May 2008 -- Whenever the media are not bashing business for being insufficiently green, or for exploiting various groups, they are advocating that businesses be more “socially involved.” This is certainly true with the cries to help education. With increasing frequency, the notion is promoted in op-ed pages and commentaries that businesses should be doing more to help our schools or “partner with” the education system.
Most of these social appeals not-so-subtly play on guilt and are presented with considerable moral righteousness and holier-than-thou indignation. I have also read and heard editorials that follow this line of “reasoning”: “Our children need better education and you, the businessmen, need educated workers. You can no longer fail to take action and help. Education is the key to a productive America. You must therefore help our children (read: Write large checks), not only for their sake, but also for yours (read: Greedy executives must realize it is their best interest)! If you don’t contribute, don’t complain; after all, we’re all in this together.”
But is this true? Let’s look at a few overlooked facts concerning the relationship between business and education:
First of all, the role of our education system is to teach the rudiments of knowledge for a successful adult life—at the very least, a life of awareness. The role of business, on the other hand, is to produce goods, services, and profits. Why are these roles now being confused? In this age of monolithic teachers’ unions, businesses are being asked—or rather, commanded—to contribute to an already bureaucratically bloated and increasingly ineffectual system. Should they? Is it in the best interest of businesses to lend a “helping hand” to schools?
I would argue: No, it isn’t.
Today, businesses are being approached by record numbers of job applicants who can barely read or write, if at all. Many of these are high-school graduates. And yet business owners are told that they should invest their hard-earned profits in the very system that produces such graduates. This would only add insult to injury, because businesses and the individuals who work in them already pay much more than their “fair share” in taxes for education.
Moreover, just what is being taught in these school systems that so desperately need and demand the attention and money of businesses? The superiority of the market system over government-run economies? The Founding Fathers’ ideology? The nobility of individuality and self-satisfaction through productive achievement? Hardly. Try Earth Day, or Save-A-Pigeon Day, or Swahili month, or some other faddish and collectivist nonsense.
Ironically, many educators, especially in secondary school, rip apart capitalism, the very system that encourages and rewards individual excellence. For example, myths about “the robber barons,” or claims that the free market caused the Great Depression, are still taught as gospel in almost every U.S. history course. Profit, students are told, is gained at the expense of workers. In the modern education curricula, the list of lies and smears against business goes on and on.
Yet these same educators demand that businesses should—as a matter of their civic duty—contribute to propagating the “ideals” of Progressive education, egalitarianism, moral and cultural relativism, the primacy of feelings, and outright assaults on Western culture.
It’s time that businesses stop financing institutions and ideas that are diametrically opposed to their very right to exist.
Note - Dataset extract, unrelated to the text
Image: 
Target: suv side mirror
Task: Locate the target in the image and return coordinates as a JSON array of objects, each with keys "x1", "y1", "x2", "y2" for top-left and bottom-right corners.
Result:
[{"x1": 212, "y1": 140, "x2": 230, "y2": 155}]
And while anti-business propaganda is preached in the classroom, our schools are not even performing the most basic jobs of teaching reading, writing, and math. Yet the calls for more and more business funding and assistance keep pouring in. Already businesses are forced to spend millions on remedial schooling for many of their employees. Why should they be asked—or required—to spend even more?
Not all schools are guilty of the educational malpractice I’m bemoaning, but most of them are. And it’s time that businesses stop financing institutions and ideas that are diametrically opposed to their very right to exist.
So, Mr. Businessman, before you write that check to your local school or college, ask some hard questions first. Find out exactly what is being taught in the classroom. Suggest a “Producer’s Day” to celebrate business achievement and to counter the environmentalist propaganda peddled each year on Earth Day. Or offer to fund a course, book, or student essay contest where the values of capitalism are made clear.
Yes, by all means, get more involved in education. But get more involved in order to insure that what is taught to impressionable young minds gives a fair shake to the ideas and economic system that made, and make, America a great nation.